Après cinquante années et une prolifique littérature en la matière, tentons, à notre tour, d’apporter quelques éléments de réflexion autour de la question-thème du présent article. Question déterminante, en fait, car la position prise à l’égard de Mai 68 se justifie de ce qui se serait ou pas passé pendant cette période.

  1. Abondante littérature de célébration. Des journaux, livres, émissions TV ou radio commémorent Mai 68. Certains célèbrent les conquêtes ainsi obtenues, l’air nouveau qui a soufflé à l’époque, si respirable malgré les pluies de grenades lacrymogènes ; d’autres fêtent l’ensevelissement de cette expérience pratiquée par le néolibéralisme aujourd’hui triomphant. Ces deux positions-type incluent des nuances diverses. Elles illustrent toutefois un point commun : Mai 68 continue de diviser, de réveiller le souvenir de joies puissantes, de fraternités inédites mais également la crainte de ceux qui craignaient – hier et encore aujourd’hui – pour leurs possessions réelles et leurs richesses imaginaires. Composante majeure de son actualité.
  2. Convergences et dissensions. Une idéalisation courante fait de Mai 68 un bloc sans failles, genre « Mouvement des étudiants de l’université de Nanterre ». Or, tous les étudiants n’y adhéraient pas, tous les enseignants non plus ; tous les adhérents n’obéissaient pas à des motivations et finalités identiques. Phénomène composite, comme tout autre, Mai 68 fut un enjeu de luttes, à la fois débroussaillage de positions et affirmation de vieilles et de nouvelles alliances politiques, artistiques, théoriques.

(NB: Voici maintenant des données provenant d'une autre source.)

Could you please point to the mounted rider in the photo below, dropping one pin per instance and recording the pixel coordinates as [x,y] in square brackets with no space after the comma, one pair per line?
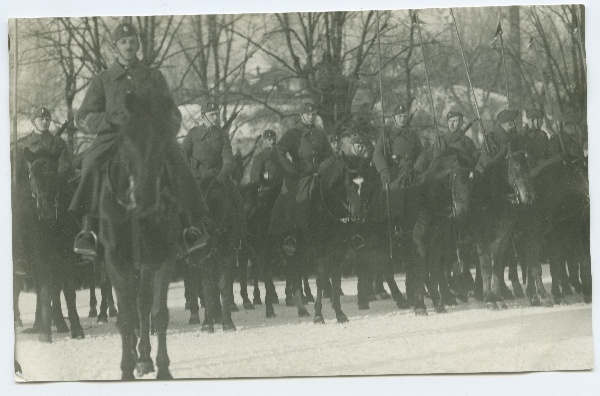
[404,155]
[454,140]
[208,149]
[39,143]
[300,151]
[102,113]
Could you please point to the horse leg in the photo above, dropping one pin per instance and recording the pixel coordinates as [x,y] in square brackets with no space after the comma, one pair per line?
[555,271]
[208,326]
[320,292]
[225,284]
[336,281]
[243,276]
[193,302]
[70,298]
[535,278]
[296,272]
[160,318]
[93,301]
[485,264]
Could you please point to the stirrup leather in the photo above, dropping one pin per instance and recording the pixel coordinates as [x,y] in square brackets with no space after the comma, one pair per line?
[86,252]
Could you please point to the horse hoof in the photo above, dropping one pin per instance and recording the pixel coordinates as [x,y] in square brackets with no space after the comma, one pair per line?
[31,330]
[228,326]
[45,338]
[143,368]
[164,375]
[194,319]
[384,295]
[342,318]
[77,334]
[303,313]
[567,291]
[420,312]
[440,309]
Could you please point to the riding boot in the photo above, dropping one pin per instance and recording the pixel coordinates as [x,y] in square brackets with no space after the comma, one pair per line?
[194,237]
[86,241]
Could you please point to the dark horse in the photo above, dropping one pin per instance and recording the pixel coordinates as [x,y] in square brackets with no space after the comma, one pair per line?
[560,213]
[43,225]
[500,194]
[337,208]
[217,267]
[423,215]
[140,225]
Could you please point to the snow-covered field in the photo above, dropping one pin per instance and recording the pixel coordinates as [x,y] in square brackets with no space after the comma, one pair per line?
[383,340]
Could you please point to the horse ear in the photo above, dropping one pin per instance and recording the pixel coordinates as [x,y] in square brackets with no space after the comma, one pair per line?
[29,155]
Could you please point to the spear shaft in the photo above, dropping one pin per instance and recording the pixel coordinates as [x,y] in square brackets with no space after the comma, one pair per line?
[383,141]
[485,138]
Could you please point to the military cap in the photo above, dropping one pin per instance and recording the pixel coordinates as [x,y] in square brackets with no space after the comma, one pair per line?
[454,113]
[269,134]
[534,114]
[507,116]
[400,110]
[40,112]
[571,117]
[123,30]
[210,107]
[309,108]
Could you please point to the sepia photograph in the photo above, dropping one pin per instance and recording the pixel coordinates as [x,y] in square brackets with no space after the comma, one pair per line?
[317,193]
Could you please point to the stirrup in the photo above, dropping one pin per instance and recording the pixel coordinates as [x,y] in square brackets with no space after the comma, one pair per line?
[92,253]
[194,239]
[289,245]
[21,267]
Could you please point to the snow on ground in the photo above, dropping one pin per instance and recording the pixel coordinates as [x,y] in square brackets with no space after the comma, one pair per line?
[383,340]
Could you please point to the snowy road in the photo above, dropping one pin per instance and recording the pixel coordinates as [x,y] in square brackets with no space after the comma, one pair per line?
[383,340]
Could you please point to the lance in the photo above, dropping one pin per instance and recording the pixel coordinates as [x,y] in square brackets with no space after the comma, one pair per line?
[485,138]
[14,91]
[383,141]
[546,91]
[503,60]
[437,132]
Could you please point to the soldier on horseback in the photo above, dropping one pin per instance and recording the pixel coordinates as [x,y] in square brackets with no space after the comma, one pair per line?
[40,142]
[208,150]
[102,113]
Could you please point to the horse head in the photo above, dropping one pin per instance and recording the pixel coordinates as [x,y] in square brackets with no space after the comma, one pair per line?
[140,174]
[44,181]
[519,176]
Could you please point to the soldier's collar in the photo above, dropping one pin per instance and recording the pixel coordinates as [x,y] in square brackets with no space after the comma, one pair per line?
[117,70]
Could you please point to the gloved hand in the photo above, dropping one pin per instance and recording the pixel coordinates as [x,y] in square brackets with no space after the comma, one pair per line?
[119,118]
[222,177]
[386,176]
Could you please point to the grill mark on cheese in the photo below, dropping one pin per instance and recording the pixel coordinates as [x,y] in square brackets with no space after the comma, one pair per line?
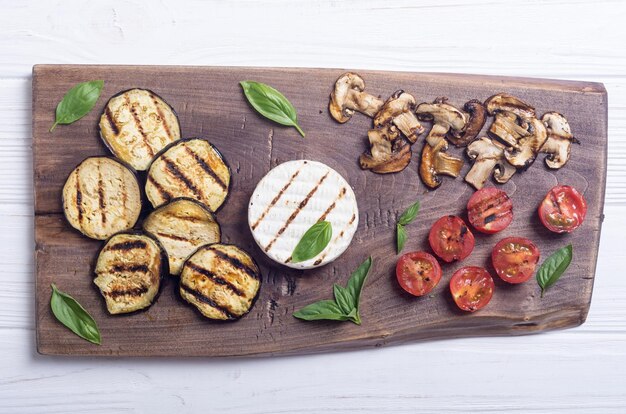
[291,218]
[215,278]
[110,118]
[128,245]
[275,199]
[133,112]
[208,301]
[180,176]
[207,168]
[164,193]
[166,127]
[129,267]
[236,263]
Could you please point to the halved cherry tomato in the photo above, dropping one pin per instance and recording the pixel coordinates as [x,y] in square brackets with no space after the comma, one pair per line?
[515,259]
[450,239]
[490,210]
[418,273]
[471,288]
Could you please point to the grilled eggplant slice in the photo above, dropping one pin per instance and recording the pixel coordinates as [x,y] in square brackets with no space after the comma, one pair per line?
[221,280]
[182,226]
[101,197]
[136,124]
[129,271]
[191,168]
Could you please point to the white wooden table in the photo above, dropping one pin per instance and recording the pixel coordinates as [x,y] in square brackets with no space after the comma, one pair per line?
[582,370]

  3. Acné et processus. Acné, bouton et bourgeon, Mai 68 éclate au sein d’un processus commencé des années auparavant, avec des manifestations sporadiques ou suivies, latentes ou manifestes, selon des actions concertées ou non. Ce procès s’est déroulé dans des écoles et des usines, dans la rue et dans les rapports de genre, et aussi dans les travaux de philosophes, sociologues, psychanalystes, artistes. Exemple : les protestations contre la guerre génocidaire des USA au Vietnam. Mai 68 est une appellation abrégée.

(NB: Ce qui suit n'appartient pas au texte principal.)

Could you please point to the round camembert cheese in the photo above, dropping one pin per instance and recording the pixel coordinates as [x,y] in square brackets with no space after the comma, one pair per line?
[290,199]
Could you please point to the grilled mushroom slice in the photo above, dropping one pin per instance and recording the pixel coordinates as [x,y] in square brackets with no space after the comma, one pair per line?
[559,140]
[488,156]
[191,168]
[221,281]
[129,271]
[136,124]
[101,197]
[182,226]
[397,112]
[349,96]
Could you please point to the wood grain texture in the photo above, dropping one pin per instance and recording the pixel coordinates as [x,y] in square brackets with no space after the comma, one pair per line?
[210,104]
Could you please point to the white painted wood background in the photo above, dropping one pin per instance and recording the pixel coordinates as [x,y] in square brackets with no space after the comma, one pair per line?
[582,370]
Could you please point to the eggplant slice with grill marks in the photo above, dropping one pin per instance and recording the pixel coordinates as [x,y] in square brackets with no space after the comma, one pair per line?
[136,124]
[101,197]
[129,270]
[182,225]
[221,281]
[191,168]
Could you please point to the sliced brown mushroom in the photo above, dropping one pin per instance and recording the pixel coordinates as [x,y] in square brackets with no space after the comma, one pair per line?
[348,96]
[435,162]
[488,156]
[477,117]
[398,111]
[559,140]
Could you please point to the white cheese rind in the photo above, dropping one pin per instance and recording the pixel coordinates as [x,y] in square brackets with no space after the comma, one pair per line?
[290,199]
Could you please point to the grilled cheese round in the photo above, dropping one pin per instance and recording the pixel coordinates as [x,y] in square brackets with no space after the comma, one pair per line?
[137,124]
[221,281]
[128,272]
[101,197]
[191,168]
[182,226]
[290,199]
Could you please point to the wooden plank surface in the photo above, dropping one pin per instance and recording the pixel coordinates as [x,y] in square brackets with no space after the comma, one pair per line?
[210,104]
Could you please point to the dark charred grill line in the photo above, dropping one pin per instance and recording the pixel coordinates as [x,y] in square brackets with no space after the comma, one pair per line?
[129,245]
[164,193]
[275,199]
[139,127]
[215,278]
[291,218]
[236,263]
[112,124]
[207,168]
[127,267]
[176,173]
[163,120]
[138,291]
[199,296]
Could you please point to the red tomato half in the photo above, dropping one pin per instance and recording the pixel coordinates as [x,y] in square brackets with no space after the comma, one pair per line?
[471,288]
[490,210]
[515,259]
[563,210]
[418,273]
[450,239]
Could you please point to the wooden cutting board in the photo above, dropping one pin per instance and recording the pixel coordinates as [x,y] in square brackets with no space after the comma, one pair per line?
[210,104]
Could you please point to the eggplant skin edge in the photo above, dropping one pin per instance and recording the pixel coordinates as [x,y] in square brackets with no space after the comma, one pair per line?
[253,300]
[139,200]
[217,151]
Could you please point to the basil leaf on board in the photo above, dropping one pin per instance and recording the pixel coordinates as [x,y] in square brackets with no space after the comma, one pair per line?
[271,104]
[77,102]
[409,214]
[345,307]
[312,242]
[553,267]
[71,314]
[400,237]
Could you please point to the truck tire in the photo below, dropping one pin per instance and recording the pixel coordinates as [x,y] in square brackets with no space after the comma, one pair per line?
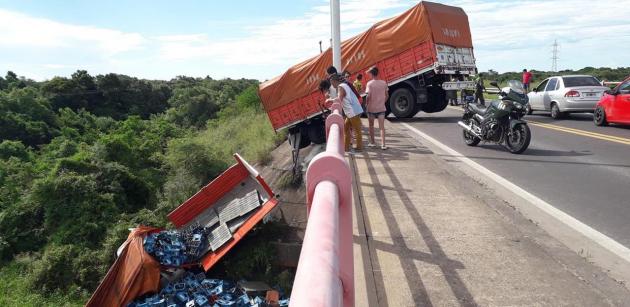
[402,103]
[417,108]
[302,138]
[317,133]
[436,100]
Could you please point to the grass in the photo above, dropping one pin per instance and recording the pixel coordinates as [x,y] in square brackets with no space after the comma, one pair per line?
[248,133]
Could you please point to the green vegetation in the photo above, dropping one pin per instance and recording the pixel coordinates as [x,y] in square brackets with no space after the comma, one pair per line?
[84,158]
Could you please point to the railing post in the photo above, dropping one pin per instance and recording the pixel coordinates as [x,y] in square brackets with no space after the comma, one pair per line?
[325,274]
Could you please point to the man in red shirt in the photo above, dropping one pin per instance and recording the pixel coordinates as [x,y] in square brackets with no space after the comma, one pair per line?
[527,78]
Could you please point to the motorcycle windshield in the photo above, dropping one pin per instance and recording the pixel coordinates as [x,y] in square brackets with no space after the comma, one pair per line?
[516,86]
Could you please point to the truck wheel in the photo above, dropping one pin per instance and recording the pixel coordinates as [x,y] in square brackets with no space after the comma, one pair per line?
[298,135]
[317,134]
[416,109]
[402,103]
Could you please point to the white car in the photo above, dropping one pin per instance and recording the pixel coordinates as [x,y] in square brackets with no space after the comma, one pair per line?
[561,95]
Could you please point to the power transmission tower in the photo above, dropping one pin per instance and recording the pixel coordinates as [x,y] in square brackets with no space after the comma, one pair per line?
[554,57]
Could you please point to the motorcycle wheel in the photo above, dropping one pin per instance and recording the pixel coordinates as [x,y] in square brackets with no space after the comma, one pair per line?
[470,139]
[518,139]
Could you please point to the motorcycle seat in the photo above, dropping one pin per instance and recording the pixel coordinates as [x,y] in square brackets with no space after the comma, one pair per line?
[477,108]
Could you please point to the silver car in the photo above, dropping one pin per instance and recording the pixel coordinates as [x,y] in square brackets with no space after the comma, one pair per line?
[561,95]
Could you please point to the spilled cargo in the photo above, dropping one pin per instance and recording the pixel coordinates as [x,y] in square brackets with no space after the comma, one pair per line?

  4. C’est loin d’être un phénomène uniquement français. Bien d’autres pays, notamment européens et américains du nord et du sud, ont connu des événements comparables au Mai français. Selon les enjeux nationaux, ce dernier joua un rôle de référence, de cas d’école, aucunement de modèle unique et indépassable. Point commun, là encore : la révolte étudiante a pu marquer le déclenchement, la montée en puissance d’un vaste mouvement, mais certainement pas la cause nécessaire et suffisante de celui-ci. Ce sont les différentes modalités de jonction des révoltes étudiantes, grèves ouvrières, délibérations publiques de toutes sortes, solidarités citoyennes y compris de quartier qui font de Mai 68 un événement historique, soit un moment qui marque un avant et un après [Althusser]. Identifier purement et simplement les révoltes étudiantes et Mai 68 revient à confondre des arbres proéminents avec des forêts nécessairement plus vastes et largement plus complexes.

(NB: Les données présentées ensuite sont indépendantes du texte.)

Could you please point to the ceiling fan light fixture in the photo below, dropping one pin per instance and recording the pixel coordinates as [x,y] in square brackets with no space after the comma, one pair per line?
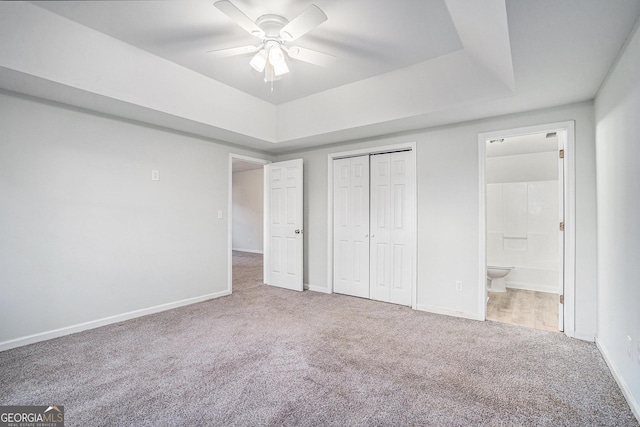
[259,61]
[280,69]
[276,57]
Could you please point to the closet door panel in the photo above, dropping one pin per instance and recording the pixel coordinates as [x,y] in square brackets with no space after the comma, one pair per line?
[351,226]
[392,207]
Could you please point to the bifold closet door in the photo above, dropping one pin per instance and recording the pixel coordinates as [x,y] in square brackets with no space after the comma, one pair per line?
[351,226]
[391,228]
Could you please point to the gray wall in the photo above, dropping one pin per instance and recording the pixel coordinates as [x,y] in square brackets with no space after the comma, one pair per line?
[85,234]
[617,109]
[448,210]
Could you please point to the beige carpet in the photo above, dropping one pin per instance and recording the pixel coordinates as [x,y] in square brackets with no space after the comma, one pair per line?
[267,356]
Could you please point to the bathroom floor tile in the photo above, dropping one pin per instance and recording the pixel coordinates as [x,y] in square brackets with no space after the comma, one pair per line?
[537,310]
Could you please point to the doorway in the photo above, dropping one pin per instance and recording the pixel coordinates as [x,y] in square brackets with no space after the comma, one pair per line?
[372,223]
[246,222]
[527,226]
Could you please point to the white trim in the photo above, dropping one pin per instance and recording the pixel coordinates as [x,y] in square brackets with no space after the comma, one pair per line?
[230,213]
[584,336]
[251,251]
[626,391]
[321,289]
[570,216]
[68,330]
[447,312]
[363,151]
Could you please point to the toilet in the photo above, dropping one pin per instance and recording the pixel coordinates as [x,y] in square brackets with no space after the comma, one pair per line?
[496,275]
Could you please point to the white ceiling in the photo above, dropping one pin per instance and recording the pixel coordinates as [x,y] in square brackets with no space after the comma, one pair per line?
[401,65]
[369,37]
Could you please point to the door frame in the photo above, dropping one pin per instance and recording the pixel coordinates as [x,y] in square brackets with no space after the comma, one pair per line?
[569,214]
[247,159]
[363,152]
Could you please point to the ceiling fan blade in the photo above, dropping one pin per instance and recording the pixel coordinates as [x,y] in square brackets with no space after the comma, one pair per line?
[234,51]
[310,18]
[311,56]
[239,18]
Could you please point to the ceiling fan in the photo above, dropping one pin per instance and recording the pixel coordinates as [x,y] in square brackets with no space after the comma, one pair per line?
[274,32]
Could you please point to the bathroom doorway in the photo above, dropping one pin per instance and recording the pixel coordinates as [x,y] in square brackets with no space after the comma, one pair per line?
[246,222]
[525,204]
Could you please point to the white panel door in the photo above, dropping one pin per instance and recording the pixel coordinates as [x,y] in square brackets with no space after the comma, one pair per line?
[561,139]
[351,226]
[392,227]
[284,209]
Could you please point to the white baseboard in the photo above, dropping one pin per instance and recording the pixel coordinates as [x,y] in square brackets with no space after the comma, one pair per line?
[448,312]
[68,330]
[633,404]
[319,289]
[584,336]
[251,251]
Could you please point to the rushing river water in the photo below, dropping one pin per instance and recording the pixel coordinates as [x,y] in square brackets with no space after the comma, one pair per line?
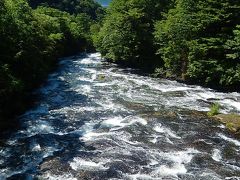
[95,120]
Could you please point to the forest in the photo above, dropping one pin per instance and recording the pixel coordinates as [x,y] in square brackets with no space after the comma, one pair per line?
[33,35]
[197,42]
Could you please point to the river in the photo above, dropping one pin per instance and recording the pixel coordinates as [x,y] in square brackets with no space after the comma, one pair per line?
[95,120]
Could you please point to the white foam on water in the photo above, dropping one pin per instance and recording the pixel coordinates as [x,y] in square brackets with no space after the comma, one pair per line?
[174,170]
[92,136]
[91,59]
[231,103]
[216,155]
[233,178]
[154,140]
[59,177]
[82,164]
[39,127]
[121,122]
[234,141]
[35,147]
[165,130]
[140,176]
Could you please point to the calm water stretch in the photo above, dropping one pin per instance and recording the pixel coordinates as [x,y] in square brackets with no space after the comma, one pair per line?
[98,121]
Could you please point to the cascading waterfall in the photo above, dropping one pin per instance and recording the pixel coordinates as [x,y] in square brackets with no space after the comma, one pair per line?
[98,121]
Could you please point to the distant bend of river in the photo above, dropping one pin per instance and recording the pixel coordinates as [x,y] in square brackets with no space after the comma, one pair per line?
[95,120]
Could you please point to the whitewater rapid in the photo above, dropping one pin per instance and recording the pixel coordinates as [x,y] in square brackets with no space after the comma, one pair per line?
[95,120]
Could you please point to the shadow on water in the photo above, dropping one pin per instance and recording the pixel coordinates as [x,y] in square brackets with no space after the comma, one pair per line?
[95,120]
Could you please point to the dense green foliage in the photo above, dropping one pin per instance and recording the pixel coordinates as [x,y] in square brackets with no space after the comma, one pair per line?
[196,41]
[89,7]
[31,40]
[126,34]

  5. De quoi s’est-il donc agi ? Révolution ratée, révolte romantique, désobstruction de modalités ankylosées de relations sociales, personnelles, familiales, de travail, prémonition et mise en œuvre éphémère d’un autre monde possible, « libération sexuelle », soit, en réalité, levée d’un certain nombre d’interdits religieux, notamment au sein des classes moyennes… ? Probablement un peu de tout cela, dans des proportions à examiner de près. Avec une signature commune, un signifiant-maître partagé : Mai 68 est le nom d’une interrogation sur le travail salarié, sur la capacité des femmes à disposer de leur corps et de leur vie, sur les modalités et les contenus de l’éducation, sur les styles de gouvernance, sur le capitalisme, les profits et la guerre… C’est bien le travail sur les idéologies qui définit Mai 68 et ses homologues. Travail sur le sens, les représentations, l’impossible neutralité des sentiments, comportements et institutions. Travail matériel, également, car des conquêtes sociales notamment juridiques ont eu lieu, des mutations d’une certaine discipline patriarcale à l’école autant qu’à l’usine. On serait tenté de comparer l’amour avant et après Mai 68. Bref, beaucoup de choses ne furent plus comme avant. Beaucoup d’autres ont résisté, persisté et insisté. Elles insistent toujours. On sait que d’anciens protagonistes ont fait une impeccable volte-face. Le vieux monde est loin, très loin d’avoir disparu – dans les faits et aussi dans les têtes. Il en est ainsi notamment quand le travail sur les idéologies ne parvient pas à s‘inscrire durablement dans des formes politiques, dans l’exercice du pouvoir dans ses multiples déclinaisons, lieux, organisations.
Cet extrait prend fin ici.